When you click Choose Format From Cell, a small eyedropper appears next to the cursor when you hover over the worksheet area. Click a cell that is formatted the way you want, and the Find And Replace dialog box displays the word Preview* in the box that otherwise displays the message No Format Set. After you set your formatting criteria, Excel will not find any character strings you search for unless the formatting criteria also match. Without a string, Excel searches for the formatting only. For example, choosing the formatting of the selected cell—A3—in Figure 8-35 as the Find What criteria, clicking Find All would result in the selection of all the matching cells on the current worksheet. Or if you search for the word Sales and specify bold as a formatting criterion, Excel finds any cells containing the word Sales, but only if it is displayed in bold type. Excel also finds a cell containing the words Sales Staff with bold, italic, and underlined formatting because it contains both the word Sales and bold formatting, among other things. The more formatting options you set, the narrower the search.

Here are two things to watch out for. First, make sure the cell you use as an example does not have any nonapparent formatting applied, such as a number format in a cell displaying only text. Second, be sure to click Clear Find Format in the Format drop-down list shown in Figure 8-35 to remove the formatting criteria after you’re finished. Otherwise, you might not notice the word Preview* in the dialog box, and future searches could produce unexpected results.

You can use the wildcard characters ? and * to widen the scope of your searches. Wildcard characters are helpful when you’re searching for a group of similar but not identical entries or when you’re searching for an entry you don’t quite remember. Use them as follows:

You can use the wildcard characters anywhere within a Find What string. For example, you can use the string *s to find all entries that end with s. Alternatively, you can use the string *es* to find each cell that contains the string sequence es anywhere in its formula or value.

To search for a string that actually contains a wildcard character (? or *), type a tilde (~) preceding the character. For example, to find the string Who? (including the question mark), type Who~? as your Find What text.

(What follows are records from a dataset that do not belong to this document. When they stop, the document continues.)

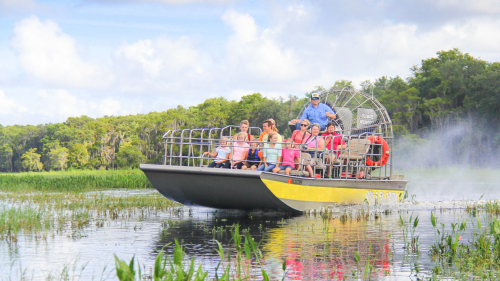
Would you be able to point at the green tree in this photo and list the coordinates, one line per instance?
(31, 160)
(6, 154)
(58, 156)
(129, 155)
(78, 156)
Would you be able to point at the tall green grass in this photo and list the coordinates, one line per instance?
(38, 213)
(173, 268)
(71, 182)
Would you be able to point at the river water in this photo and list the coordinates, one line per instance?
(312, 247)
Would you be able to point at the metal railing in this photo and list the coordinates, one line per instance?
(186, 147)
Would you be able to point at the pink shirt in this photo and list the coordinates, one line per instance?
(337, 140)
(240, 151)
(289, 155)
(311, 143)
(298, 136)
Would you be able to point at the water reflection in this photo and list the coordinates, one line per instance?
(345, 245)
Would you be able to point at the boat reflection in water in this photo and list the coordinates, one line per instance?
(311, 246)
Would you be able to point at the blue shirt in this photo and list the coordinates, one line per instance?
(317, 114)
(222, 153)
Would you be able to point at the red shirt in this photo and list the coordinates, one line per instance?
(332, 145)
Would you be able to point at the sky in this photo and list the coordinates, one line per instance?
(61, 59)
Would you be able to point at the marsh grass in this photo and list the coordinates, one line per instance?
(234, 263)
(477, 258)
(71, 182)
(35, 214)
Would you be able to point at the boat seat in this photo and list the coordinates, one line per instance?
(296, 173)
(356, 150)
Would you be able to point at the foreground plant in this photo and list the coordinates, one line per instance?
(479, 258)
(166, 269)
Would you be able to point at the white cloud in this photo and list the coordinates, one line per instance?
(161, 65)
(109, 106)
(161, 55)
(485, 6)
(61, 104)
(51, 56)
(7, 105)
(181, 2)
(17, 4)
(257, 53)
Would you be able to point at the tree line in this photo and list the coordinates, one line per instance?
(441, 91)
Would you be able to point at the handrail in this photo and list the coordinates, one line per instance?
(186, 147)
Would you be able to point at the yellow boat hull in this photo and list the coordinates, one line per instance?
(306, 193)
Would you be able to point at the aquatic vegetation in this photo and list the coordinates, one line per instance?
(71, 182)
(476, 258)
(166, 268)
(38, 212)
(409, 229)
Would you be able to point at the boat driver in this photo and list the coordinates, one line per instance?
(316, 112)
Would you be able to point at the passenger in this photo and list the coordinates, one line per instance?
(316, 112)
(289, 155)
(314, 145)
(272, 154)
(267, 128)
(334, 142)
(221, 155)
(275, 129)
(299, 136)
(240, 150)
(253, 158)
(244, 125)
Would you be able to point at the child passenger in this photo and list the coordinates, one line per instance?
(240, 150)
(289, 155)
(272, 154)
(253, 158)
(221, 155)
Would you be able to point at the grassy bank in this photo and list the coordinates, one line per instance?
(73, 181)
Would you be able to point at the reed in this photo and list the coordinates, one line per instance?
(37, 213)
(478, 258)
(178, 267)
(71, 182)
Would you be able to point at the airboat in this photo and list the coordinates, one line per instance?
(361, 173)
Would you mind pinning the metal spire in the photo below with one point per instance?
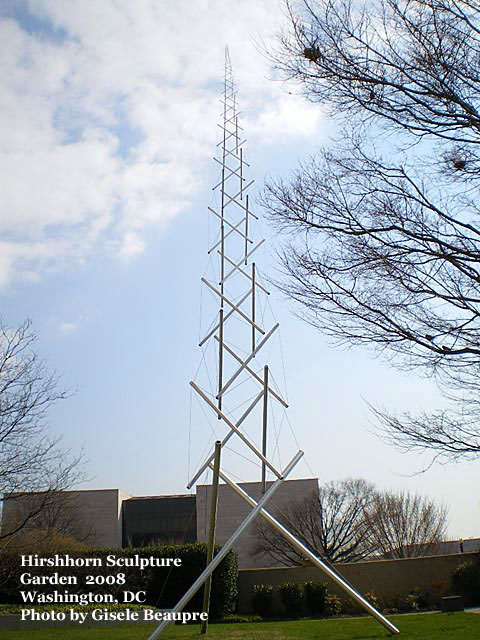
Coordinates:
(238, 292)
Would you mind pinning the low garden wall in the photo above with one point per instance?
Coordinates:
(387, 578)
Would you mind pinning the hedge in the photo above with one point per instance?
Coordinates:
(164, 586)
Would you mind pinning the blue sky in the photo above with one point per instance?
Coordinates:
(109, 115)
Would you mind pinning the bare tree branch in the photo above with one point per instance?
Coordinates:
(384, 246)
(31, 459)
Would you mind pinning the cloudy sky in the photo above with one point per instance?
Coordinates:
(108, 116)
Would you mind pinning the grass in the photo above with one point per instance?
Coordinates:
(435, 626)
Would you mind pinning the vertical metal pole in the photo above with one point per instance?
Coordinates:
(211, 532)
(222, 234)
(227, 546)
(253, 307)
(265, 417)
(318, 562)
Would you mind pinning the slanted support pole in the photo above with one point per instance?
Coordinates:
(211, 532)
(265, 418)
(318, 562)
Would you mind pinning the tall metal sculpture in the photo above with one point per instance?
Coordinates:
(238, 291)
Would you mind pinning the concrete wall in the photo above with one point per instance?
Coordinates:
(91, 516)
(232, 510)
(387, 577)
(101, 509)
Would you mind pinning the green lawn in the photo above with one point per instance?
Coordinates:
(435, 626)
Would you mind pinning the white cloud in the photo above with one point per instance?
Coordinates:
(106, 130)
(68, 327)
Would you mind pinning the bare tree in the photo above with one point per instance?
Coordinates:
(330, 523)
(385, 225)
(31, 459)
(405, 525)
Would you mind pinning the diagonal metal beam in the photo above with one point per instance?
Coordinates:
(229, 224)
(254, 374)
(326, 568)
(233, 305)
(225, 318)
(242, 437)
(245, 273)
(238, 423)
(227, 546)
(245, 362)
(229, 233)
(237, 264)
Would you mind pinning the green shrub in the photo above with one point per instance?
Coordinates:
(262, 599)
(316, 593)
(164, 586)
(466, 581)
(334, 606)
(291, 594)
(412, 602)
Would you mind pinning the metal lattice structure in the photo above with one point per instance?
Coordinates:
(238, 292)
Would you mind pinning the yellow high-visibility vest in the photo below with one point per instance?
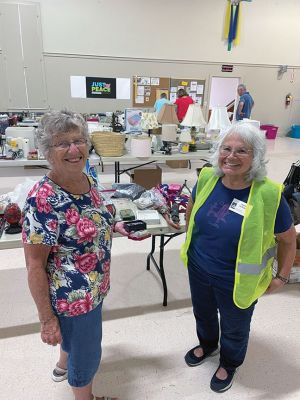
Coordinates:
(256, 247)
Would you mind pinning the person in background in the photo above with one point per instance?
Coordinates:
(245, 105)
(182, 102)
(67, 232)
(233, 217)
(159, 103)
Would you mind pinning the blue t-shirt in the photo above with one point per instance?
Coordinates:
(247, 107)
(217, 231)
(159, 103)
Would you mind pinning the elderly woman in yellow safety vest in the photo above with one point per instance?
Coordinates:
(233, 217)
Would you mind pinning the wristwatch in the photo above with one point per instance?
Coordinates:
(281, 278)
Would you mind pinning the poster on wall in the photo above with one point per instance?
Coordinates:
(101, 87)
(133, 118)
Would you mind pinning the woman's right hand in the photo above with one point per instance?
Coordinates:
(50, 331)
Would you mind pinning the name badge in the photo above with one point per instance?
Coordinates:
(238, 206)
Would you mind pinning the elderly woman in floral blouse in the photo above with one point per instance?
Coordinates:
(67, 233)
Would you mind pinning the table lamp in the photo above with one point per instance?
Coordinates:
(168, 119)
(219, 121)
(194, 118)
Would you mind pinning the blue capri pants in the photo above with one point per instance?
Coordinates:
(82, 337)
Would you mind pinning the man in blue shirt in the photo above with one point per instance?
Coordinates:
(245, 103)
(159, 103)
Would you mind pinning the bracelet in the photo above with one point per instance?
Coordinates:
(45, 321)
(282, 278)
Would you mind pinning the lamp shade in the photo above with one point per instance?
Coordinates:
(185, 136)
(149, 121)
(219, 119)
(169, 132)
(140, 146)
(194, 116)
(167, 115)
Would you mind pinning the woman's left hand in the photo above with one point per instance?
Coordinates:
(119, 227)
(170, 222)
(274, 285)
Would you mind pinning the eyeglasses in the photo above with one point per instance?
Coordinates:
(239, 152)
(67, 145)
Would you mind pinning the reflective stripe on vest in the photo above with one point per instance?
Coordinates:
(255, 269)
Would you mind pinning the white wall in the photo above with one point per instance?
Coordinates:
(172, 29)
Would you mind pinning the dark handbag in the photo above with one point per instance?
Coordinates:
(292, 190)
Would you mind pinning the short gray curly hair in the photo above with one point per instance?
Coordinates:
(55, 122)
(255, 139)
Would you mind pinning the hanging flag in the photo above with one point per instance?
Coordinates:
(232, 25)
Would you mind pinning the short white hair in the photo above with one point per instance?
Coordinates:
(253, 137)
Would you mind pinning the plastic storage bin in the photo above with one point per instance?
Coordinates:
(271, 131)
(295, 131)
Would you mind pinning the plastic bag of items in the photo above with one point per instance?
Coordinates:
(19, 194)
(152, 199)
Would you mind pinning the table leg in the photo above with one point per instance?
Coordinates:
(159, 267)
(117, 172)
(150, 255)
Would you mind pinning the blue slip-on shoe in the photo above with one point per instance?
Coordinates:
(192, 360)
(220, 385)
(59, 374)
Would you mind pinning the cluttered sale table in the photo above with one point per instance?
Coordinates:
(96, 160)
(156, 226)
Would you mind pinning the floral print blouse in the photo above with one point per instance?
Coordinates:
(79, 230)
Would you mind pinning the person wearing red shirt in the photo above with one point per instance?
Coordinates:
(182, 102)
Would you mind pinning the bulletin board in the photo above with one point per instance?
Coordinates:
(194, 87)
(146, 90)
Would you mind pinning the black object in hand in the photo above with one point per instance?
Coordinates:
(175, 213)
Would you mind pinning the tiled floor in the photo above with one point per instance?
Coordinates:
(144, 343)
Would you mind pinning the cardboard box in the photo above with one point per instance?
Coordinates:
(148, 177)
(177, 163)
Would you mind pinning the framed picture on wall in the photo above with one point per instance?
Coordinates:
(133, 118)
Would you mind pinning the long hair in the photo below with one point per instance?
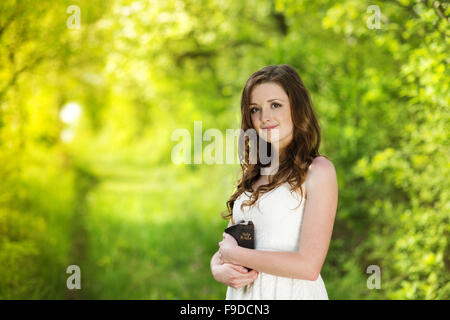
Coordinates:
(300, 152)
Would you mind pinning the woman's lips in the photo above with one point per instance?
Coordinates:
(269, 128)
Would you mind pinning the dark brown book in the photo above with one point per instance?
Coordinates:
(244, 233)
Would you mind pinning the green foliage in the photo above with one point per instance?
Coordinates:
(102, 192)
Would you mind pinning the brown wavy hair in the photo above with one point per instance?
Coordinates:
(300, 152)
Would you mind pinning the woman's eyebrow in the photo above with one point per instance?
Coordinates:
(270, 100)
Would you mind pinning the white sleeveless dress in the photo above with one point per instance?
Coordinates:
(277, 216)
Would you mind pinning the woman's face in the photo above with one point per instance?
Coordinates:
(269, 106)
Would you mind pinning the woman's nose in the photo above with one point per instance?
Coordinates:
(266, 116)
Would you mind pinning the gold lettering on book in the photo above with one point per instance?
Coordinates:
(246, 236)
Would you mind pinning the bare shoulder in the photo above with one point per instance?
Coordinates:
(321, 172)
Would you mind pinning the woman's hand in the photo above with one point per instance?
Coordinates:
(226, 246)
(233, 275)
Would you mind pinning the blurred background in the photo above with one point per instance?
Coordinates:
(91, 92)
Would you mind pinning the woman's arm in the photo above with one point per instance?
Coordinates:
(317, 228)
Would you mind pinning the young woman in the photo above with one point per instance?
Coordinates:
(296, 203)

Replace works much like Find—in fact, they open the same dialog box. When you click Replace on the Find & Select menu on the Home tab (or press Ctrl+H), you see a dialog box like the one in Figure 8-37. (If yours looks different, click Options to expand the dialog box.)

For example, to replace each occurrence of the name Joan Smith with John Smith, type Joan Smith in the Find What text box and John Smith in the Replace With text box. You can also find and replace formats using the dual Format buttons. For example, you could search for every occurrence of 14-point bold and italic Times Roman and replace it with 12-point, double-underlined Arial.

To replace every occurrence of a string or formatting, click Replace All. Instead of pausing at each occurrence to let you change or skip the current cell, Excel locates all the cells containing the Find What string and replaces them.